Erstellt am 26. Juli 2016, 09:27

von Verena Randolf

Konstanze Breitebner: „Alt werden ist schwer“. „Um ehrlich zu sein, ich tue mir nicht leicht mit dem Älterwerden“, sagt Schauspielerin und Drehbuchautorin Konstanze Breitebner.

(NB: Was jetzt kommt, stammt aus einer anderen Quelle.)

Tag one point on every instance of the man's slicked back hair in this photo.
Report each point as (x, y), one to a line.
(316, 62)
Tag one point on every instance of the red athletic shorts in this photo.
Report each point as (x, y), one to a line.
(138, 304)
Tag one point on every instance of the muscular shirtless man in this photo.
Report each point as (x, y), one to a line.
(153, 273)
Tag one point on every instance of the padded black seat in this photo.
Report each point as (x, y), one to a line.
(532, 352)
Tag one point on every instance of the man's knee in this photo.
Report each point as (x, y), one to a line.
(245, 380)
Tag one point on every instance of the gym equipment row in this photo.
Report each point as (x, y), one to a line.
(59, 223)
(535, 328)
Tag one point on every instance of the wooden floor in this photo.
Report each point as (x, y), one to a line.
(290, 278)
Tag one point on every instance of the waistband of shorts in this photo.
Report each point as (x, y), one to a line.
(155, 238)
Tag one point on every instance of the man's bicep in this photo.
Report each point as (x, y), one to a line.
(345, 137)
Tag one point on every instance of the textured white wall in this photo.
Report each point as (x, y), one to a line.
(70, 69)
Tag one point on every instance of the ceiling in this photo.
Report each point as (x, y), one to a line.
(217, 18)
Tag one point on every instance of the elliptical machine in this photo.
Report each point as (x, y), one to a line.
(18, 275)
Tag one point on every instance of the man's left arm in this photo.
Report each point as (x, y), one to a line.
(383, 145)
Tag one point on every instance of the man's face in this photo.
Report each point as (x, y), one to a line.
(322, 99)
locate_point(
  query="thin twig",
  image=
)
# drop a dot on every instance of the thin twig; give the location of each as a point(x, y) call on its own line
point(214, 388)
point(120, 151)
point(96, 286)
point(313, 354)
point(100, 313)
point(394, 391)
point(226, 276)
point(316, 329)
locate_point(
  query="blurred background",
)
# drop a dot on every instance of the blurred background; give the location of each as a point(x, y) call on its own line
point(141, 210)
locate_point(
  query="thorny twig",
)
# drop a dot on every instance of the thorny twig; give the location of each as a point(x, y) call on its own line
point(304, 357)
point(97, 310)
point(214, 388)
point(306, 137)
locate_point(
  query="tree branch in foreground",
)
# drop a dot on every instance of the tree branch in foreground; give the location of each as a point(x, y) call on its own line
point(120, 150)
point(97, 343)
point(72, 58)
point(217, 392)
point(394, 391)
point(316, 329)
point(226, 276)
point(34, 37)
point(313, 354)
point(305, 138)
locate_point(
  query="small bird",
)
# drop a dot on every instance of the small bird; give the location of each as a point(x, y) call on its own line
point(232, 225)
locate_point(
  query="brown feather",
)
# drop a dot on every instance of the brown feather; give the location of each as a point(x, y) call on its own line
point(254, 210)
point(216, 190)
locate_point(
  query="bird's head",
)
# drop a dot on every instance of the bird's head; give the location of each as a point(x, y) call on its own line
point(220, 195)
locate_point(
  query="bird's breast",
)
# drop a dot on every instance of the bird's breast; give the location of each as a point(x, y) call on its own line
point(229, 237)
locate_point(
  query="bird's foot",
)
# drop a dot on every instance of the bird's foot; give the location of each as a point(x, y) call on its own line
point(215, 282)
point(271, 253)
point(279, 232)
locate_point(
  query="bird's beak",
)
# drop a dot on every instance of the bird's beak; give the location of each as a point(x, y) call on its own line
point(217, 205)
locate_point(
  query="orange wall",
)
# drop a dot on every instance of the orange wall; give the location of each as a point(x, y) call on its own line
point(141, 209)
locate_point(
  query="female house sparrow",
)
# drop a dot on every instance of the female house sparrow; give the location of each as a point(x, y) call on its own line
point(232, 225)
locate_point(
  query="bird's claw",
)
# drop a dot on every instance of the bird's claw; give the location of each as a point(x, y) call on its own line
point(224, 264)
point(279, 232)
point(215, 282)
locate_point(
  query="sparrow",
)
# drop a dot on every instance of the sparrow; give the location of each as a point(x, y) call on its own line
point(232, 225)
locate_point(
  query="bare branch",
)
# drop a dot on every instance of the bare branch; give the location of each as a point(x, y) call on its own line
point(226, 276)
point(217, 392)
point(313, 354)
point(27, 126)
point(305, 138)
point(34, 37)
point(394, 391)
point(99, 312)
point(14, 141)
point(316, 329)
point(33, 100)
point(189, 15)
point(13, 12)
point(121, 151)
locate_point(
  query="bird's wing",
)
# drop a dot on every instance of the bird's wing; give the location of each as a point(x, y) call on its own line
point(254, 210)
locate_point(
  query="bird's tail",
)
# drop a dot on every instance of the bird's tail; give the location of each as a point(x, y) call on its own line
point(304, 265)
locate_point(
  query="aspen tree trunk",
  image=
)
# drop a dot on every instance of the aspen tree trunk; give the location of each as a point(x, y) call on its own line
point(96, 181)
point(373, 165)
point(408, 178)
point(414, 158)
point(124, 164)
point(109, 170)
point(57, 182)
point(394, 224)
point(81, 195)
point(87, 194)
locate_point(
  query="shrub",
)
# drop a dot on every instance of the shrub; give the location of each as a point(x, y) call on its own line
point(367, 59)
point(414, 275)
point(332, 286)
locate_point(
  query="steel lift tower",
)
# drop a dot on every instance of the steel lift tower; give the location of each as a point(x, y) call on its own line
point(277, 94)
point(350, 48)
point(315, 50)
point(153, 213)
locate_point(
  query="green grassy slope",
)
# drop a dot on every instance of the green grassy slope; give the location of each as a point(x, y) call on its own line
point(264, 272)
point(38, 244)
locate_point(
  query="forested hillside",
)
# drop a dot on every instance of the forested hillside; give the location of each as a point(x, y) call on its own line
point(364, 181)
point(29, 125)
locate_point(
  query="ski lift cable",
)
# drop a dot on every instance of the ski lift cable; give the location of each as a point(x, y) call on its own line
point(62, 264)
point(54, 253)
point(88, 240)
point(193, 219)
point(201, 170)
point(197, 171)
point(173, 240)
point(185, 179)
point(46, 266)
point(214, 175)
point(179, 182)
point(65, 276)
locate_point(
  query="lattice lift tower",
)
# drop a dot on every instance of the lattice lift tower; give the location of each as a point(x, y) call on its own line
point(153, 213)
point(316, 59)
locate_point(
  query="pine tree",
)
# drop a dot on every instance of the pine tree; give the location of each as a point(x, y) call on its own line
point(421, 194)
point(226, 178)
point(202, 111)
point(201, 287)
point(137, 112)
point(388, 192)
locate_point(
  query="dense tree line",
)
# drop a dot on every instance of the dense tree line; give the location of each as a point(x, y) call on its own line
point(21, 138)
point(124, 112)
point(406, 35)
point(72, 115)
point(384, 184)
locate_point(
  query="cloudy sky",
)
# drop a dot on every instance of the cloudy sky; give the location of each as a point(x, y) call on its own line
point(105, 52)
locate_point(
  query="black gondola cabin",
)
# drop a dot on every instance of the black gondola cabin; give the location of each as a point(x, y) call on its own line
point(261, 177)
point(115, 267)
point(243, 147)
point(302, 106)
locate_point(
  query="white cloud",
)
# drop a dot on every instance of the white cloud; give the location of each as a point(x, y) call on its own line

Schauspielerin Konstanze Breitebner ist aktuell als „Celia“ in Tim Firths Komödie „Kalender Girls“ auf der Rosenburg zu sehen.  |  NOEN

„Die Falten und Schrumpeln und dass man mehr Ruhe braucht und mehr Zeit, um sich zu erholen … das stört mich natürlich. Aber ich versuche einfach, mehr im Jetzt zu leben. Das Leben ist zu kurz, um traurig in einer Ecke zu sitzen. Und dass ich nicht mehr von jedem gemocht werden muss, das war eine Lektion, die mir die zunehmenden Jahre beigebracht haben.“

Bei all den Nachteilen, die das Altern mit sich bringt, findet die 56-Jährige auch gute Seiten: „Beim Drehbuchschreiben zum Beispiel, schadet Lebenserfahrung nicht“, sagt sie, „ich kann den Leuten besser zuhören als früher, ich beobachte sie besser.“ Kein Zufall also, dass Breit-ebner gerade einen der großen Erfolge ihrer Autoren-Karriere feiert.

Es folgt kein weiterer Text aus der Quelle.